3 PERFECT THAT FIRST PULL
Due to the heavier weight used in the clean versus the snatch, a bad first pull will cause serious problems. During the first pull the shoulders should stay over the bar AND the back angle should remain the same. Often people mistakenly let those hips rise as soon as the bar moves. Your knees only have to move fractionally to get out of the way of the bar as it passes the knees. Pushing your knees back switches off the legs and puts it all on the back. The more pressure you can keep on the front of the foot, the more your legs will be primed to move into the extension.
4 MEET WITH THE BAR
Ever found yourself pulling the bar so high and diving under the bar so fast that the bar comes crashing down onto your shoulders and crumbles you into a ball?
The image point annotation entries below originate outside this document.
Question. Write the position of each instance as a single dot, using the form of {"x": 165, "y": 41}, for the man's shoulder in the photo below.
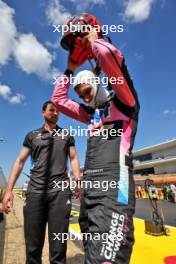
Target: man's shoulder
{"x": 34, "y": 133}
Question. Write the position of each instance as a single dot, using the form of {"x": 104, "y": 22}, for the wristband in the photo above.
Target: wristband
{"x": 68, "y": 72}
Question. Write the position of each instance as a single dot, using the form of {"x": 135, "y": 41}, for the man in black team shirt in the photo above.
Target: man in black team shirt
{"x": 44, "y": 203}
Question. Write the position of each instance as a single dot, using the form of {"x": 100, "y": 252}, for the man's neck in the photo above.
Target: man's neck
{"x": 49, "y": 127}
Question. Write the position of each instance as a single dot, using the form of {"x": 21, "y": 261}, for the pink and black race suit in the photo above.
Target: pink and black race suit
{"x": 108, "y": 159}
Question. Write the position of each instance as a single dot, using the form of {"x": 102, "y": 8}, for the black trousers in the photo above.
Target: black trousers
{"x": 39, "y": 209}
{"x": 102, "y": 214}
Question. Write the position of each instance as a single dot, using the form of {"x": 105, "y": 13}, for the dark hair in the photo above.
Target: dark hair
{"x": 46, "y": 104}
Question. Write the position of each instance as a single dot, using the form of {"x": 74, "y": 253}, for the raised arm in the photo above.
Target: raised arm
{"x": 65, "y": 104}
{"x": 112, "y": 63}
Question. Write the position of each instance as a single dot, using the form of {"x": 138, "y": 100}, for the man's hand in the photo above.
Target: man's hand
{"x": 90, "y": 38}
{"x": 7, "y": 202}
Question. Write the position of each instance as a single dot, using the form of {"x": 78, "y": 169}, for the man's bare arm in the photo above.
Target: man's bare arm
{"x": 14, "y": 174}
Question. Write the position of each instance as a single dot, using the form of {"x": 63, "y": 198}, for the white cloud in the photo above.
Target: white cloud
{"x": 32, "y": 56}
{"x": 8, "y": 32}
{"x": 56, "y": 13}
{"x": 83, "y": 5}
{"x": 138, "y": 10}
{"x": 6, "y": 93}
{"x": 167, "y": 112}
{"x": 139, "y": 56}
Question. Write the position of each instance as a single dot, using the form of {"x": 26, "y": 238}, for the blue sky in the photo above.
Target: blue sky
{"x": 30, "y": 57}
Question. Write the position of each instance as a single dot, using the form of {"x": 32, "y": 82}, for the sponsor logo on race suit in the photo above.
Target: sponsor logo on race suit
{"x": 116, "y": 237}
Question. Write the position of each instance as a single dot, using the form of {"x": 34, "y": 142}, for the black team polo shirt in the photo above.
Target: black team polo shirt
{"x": 49, "y": 154}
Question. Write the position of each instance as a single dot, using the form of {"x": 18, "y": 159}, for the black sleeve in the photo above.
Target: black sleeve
{"x": 27, "y": 141}
{"x": 71, "y": 142}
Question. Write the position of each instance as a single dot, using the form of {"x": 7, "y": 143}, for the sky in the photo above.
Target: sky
{"x": 31, "y": 57}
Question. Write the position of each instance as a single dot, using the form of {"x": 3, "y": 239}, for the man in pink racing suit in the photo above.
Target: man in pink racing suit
{"x": 107, "y": 159}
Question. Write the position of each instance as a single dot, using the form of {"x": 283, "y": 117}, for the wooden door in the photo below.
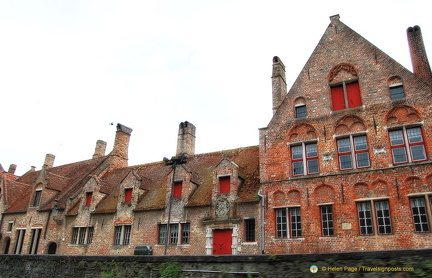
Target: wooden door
{"x": 222, "y": 241}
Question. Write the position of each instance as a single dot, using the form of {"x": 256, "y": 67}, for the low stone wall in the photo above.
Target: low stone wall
{"x": 398, "y": 263}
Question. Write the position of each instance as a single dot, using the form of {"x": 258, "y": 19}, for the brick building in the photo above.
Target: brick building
{"x": 343, "y": 165}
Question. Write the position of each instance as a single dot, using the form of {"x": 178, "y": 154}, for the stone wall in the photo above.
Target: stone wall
{"x": 400, "y": 263}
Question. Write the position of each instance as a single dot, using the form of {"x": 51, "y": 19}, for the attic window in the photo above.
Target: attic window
{"x": 128, "y": 195}
{"x": 36, "y": 200}
{"x": 224, "y": 185}
{"x": 89, "y": 196}
{"x": 300, "y": 108}
{"x": 397, "y": 92}
{"x": 345, "y": 95}
{"x": 177, "y": 190}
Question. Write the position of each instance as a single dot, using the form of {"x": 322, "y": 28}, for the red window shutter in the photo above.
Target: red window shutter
{"x": 338, "y": 99}
{"x": 353, "y": 93}
{"x": 128, "y": 195}
{"x": 178, "y": 186}
{"x": 89, "y": 196}
{"x": 224, "y": 185}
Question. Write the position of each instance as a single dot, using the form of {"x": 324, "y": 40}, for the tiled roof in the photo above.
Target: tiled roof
{"x": 155, "y": 177}
{"x": 64, "y": 179}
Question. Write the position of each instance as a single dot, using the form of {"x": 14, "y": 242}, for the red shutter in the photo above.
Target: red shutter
{"x": 178, "y": 186}
{"x": 224, "y": 185}
{"x": 128, "y": 195}
{"x": 338, "y": 99}
{"x": 353, "y": 93}
{"x": 88, "y": 198}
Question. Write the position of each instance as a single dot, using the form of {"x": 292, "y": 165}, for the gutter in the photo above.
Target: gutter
{"x": 262, "y": 223}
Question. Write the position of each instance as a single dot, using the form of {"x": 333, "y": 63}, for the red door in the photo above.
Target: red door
{"x": 222, "y": 241}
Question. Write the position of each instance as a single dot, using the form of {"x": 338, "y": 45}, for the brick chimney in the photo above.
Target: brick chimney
{"x": 279, "y": 87}
{"x": 121, "y": 142}
{"x": 99, "y": 149}
{"x": 12, "y": 169}
{"x": 186, "y": 139}
{"x": 419, "y": 60}
{"x": 49, "y": 161}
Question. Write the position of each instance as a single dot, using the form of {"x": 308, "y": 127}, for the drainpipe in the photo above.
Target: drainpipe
{"x": 173, "y": 161}
{"x": 262, "y": 223}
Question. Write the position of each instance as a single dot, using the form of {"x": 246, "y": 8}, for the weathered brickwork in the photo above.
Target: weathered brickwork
{"x": 342, "y": 55}
{"x": 343, "y": 165}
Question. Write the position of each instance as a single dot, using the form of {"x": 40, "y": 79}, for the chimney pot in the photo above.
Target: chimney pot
{"x": 419, "y": 60}
{"x": 49, "y": 160}
{"x": 121, "y": 142}
{"x": 99, "y": 149}
{"x": 279, "y": 87}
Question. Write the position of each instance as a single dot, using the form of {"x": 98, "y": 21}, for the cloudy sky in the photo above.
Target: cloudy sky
{"x": 68, "y": 69}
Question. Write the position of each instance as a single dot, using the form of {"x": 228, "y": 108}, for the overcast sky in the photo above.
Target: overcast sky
{"x": 68, "y": 69}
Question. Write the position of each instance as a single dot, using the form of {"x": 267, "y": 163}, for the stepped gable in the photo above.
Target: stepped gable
{"x": 11, "y": 188}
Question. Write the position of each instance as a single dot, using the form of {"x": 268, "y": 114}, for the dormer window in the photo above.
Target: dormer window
{"x": 89, "y": 197}
{"x": 128, "y": 195}
{"x": 177, "y": 190}
{"x": 36, "y": 200}
{"x": 224, "y": 185}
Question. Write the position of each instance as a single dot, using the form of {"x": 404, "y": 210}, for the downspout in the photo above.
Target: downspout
{"x": 262, "y": 222}
{"x": 169, "y": 209}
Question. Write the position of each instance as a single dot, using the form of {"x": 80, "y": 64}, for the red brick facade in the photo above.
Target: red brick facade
{"x": 343, "y": 165}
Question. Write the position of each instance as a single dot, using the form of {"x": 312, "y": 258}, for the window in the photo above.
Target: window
{"x": 250, "y": 229}
{"x": 301, "y": 111}
{"x": 397, "y": 92}
{"x": 353, "y": 152}
{"x": 178, "y": 186}
{"x": 224, "y": 185}
{"x": 288, "y": 222}
{"x": 35, "y": 236}
{"x": 327, "y": 220}
{"x": 20, "y": 241}
{"x": 185, "y": 233}
{"x": 82, "y": 235}
{"x": 128, "y": 195}
{"x": 407, "y": 145}
{"x": 178, "y": 233}
{"x": 122, "y": 235}
{"x": 305, "y": 159}
{"x": 89, "y": 196}
{"x": 10, "y": 225}
{"x": 419, "y": 208}
{"x": 36, "y": 200}
{"x": 377, "y": 222}
{"x": 346, "y": 95}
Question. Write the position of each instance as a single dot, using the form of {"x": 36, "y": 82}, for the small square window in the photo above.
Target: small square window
{"x": 301, "y": 111}
{"x": 128, "y": 195}
{"x": 397, "y": 92}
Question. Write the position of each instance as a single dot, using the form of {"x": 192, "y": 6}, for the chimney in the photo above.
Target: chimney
{"x": 419, "y": 60}
{"x": 186, "y": 139}
{"x": 279, "y": 87}
{"x": 49, "y": 161}
{"x": 100, "y": 149}
{"x": 12, "y": 169}
{"x": 121, "y": 142}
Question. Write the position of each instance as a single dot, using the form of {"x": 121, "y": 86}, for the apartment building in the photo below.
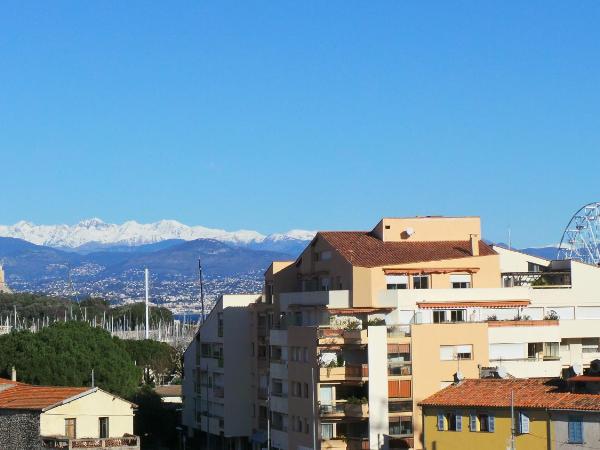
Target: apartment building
{"x": 536, "y": 413}
{"x": 349, "y": 337}
{"x": 217, "y": 402}
{"x": 34, "y": 417}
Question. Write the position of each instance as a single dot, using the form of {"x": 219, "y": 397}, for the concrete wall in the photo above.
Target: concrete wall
{"x": 302, "y": 372}
{"x": 430, "y": 373}
{"x": 515, "y": 261}
{"x": 88, "y": 410}
{"x": 20, "y": 430}
{"x": 498, "y": 440}
{"x": 591, "y": 430}
{"x": 378, "y": 388}
{"x": 428, "y": 229}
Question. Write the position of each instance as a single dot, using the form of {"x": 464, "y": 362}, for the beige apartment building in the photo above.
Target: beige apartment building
{"x": 348, "y": 338}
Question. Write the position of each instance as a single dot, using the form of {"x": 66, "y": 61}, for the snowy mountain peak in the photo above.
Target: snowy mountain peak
{"x": 132, "y": 233}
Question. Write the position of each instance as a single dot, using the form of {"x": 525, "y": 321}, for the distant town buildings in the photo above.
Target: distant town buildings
{"x": 3, "y": 286}
{"x": 32, "y": 417}
{"x": 346, "y": 340}
{"x": 536, "y": 413}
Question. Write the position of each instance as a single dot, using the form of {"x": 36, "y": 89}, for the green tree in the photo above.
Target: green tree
{"x": 64, "y": 354}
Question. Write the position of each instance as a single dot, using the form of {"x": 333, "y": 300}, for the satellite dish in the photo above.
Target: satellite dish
{"x": 501, "y": 371}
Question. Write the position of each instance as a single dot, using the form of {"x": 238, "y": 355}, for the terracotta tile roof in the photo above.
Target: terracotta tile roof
{"x": 530, "y": 393}
{"x": 475, "y": 304}
{"x": 25, "y": 396}
{"x": 362, "y": 249}
{"x": 169, "y": 390}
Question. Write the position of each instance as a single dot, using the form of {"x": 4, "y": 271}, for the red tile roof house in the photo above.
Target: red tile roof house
{"x": 571, "y": 408}
{"x": 34, "y": 417}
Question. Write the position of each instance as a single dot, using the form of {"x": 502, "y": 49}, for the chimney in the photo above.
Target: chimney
{"x": 474, "y": 244}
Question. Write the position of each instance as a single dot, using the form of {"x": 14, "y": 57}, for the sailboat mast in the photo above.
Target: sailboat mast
{"x": 147, "y": 308}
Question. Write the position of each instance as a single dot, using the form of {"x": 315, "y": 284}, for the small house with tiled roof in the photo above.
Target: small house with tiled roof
{"x": 34, "y": 417}
{"x": 536, "y": 413}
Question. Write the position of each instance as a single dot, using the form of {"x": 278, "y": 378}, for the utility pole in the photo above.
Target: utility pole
{"x": 147, "y": 295}
{"x": 201, "y": 290}
{"x": 512, "y": 419}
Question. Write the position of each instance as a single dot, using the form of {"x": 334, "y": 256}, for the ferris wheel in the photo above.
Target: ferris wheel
{"x": 581, "y": 238}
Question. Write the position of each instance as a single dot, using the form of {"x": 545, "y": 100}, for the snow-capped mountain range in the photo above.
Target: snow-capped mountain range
{"x": 131, "y": 233}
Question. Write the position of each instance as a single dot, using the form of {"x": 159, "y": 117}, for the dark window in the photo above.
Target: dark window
{"x": 439, "y": 316}
{"x": 421, "y": 282}
{"x": 575, "y": 430}
{"x": 71, "y": 428}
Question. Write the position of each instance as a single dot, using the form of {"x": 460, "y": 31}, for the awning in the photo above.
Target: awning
{"x": 429, "y": 270}
{"x": 474, "y": 304}
{"x": 260, "y": 437}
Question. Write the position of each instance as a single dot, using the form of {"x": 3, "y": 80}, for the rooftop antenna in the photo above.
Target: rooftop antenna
{"x": 147, "y": 335}
{"x": 201, "y": 290}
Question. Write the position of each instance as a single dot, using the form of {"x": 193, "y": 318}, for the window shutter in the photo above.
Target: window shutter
{"x": 473, "y": 422}
{"x": 491, "y": 424}
{"x": 523, "y": 423}
{"x": 441, "y": 426}
{"x": 405, "y": 389}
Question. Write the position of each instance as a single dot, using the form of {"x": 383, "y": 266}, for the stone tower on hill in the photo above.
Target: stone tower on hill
{"x": 3, "y": 287}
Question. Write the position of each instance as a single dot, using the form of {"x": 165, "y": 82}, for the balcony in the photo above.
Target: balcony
{"x": 349, "y": 372}
{"x": 120, "y": 443}
{"x": 538, "y": 280}
{"x": 332, "y": 299}
{"x": 400, "y": 369}
{"x": 336, "y": 336}
{"x": 344, "y": 443}
{"x": 344, "y": 409}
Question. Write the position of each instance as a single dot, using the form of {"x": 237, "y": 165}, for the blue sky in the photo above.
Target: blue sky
{"x": 317, "y": 115}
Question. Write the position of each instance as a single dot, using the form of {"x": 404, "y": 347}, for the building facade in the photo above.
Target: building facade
{"x": 537, "y": 413}
{"x": 32, "y": 417}
{"x": 347, "y": 339}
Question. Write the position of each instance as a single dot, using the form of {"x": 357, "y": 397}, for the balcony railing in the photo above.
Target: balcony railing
{"x": 121, "y": 443}
{"x": 400, "y": 369}
{"x": 537, "y": 280}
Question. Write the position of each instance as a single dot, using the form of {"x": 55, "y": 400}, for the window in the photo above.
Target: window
{"x": 575, "y": 430}
{"x": 220, "y": 324}
{"x": 421, "y": 282}
{"x": 457, "y": 315}
{"x": 551, "y": 350}
{"x": 486, "y": 423}
{"x": 400, "y": 426}
{"x": 441, "y": 422}
{"x": 103, "y": 422}
{"x": 523, "y": 423}
{"x": 533, "y": 349}
{"x": 460, "y": 281}
{"x": 439, "y": 316}
{"x": 590, "y": 345}
{"x": 453, "y": 421}
{"x": 71, "y": 428}
{"x": 326, "y": 431}
{"x": 396, "y": 282}
{"x": 454, "y": 352}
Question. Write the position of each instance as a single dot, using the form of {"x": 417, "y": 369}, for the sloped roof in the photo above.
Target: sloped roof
{"x": 17, "y": 395}
{"x": 533, "y": 393}
{"x": 362, "y": 249}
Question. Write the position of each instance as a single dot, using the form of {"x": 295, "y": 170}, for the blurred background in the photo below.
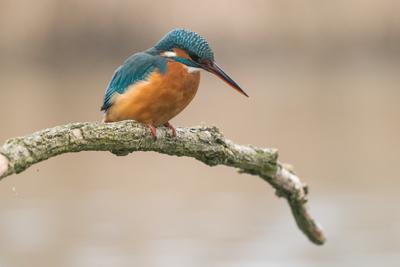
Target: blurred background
{"x": 323, "y": 79}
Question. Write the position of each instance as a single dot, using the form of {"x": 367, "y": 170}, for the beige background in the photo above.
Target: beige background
{"x": 323, "y": 79}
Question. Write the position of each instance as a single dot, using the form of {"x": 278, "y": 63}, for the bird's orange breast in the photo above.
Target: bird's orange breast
{"x": 157, "y": 100}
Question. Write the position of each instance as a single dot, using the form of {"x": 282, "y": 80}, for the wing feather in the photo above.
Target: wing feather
{"x": 135, "y": 69}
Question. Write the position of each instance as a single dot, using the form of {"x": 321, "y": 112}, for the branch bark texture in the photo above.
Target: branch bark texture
{"x": 204, "y": 143}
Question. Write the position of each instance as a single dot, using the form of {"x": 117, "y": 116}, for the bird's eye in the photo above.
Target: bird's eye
{"x": 194, "y": 57}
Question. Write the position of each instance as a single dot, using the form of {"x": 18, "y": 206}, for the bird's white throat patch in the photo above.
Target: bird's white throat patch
{"x": 169, "y": 54}
{"x": 192, "y": 69}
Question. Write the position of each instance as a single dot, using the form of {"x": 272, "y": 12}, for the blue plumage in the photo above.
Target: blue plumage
{"x": 187, "y": 40}
{"x": 136, "y": 68}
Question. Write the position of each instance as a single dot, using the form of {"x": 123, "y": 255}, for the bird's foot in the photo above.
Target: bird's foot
{"x": 168, "y": 125}
{"x": 153, "y": 130}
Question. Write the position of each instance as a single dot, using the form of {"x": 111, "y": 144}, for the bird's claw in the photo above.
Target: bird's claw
{"x": 168, "y": 125}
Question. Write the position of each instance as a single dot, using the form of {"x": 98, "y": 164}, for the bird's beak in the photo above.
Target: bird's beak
{"x": 215, "y": 69}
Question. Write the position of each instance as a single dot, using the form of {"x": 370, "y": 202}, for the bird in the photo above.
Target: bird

Timing is very important, meeting with the bar just below parallel and “catching the bounce” out of the squat is essential to coming out of a heavy clean with ease.
- Hang Cleans,
- Block Cleans and
- Semi-Power Cleans (catching halfway and then squatting all the way down)
Can all improve that timing for heavier weights.
5 BE MORE ZLATAN
‘When you are cleaning at your limit, there isn’t any room for being soft.’
Just take a look at Zlatan Vanev cleaning 1 kilo off of the 77kg world record 5 times in one session. You have to pull that bar with all your might, with a strong hip drive and extension followed by a do-or-die rapid movement underneath the bar with the elbows up in full confidence. If you have any doubt, the weight will crush you! Vanev’s Rage is how I get myself through clean and jerks!
These are my five tips that I feel will help beginners and those further along the line who have hit a plateau. Once again I leave you with a quote from the Olympian and British record holder Jack Oliver which perfectly sums up what one must do when it comes down to a heavy clean:
“just smash and stamp!”
– if this confuses you, see tip number 5.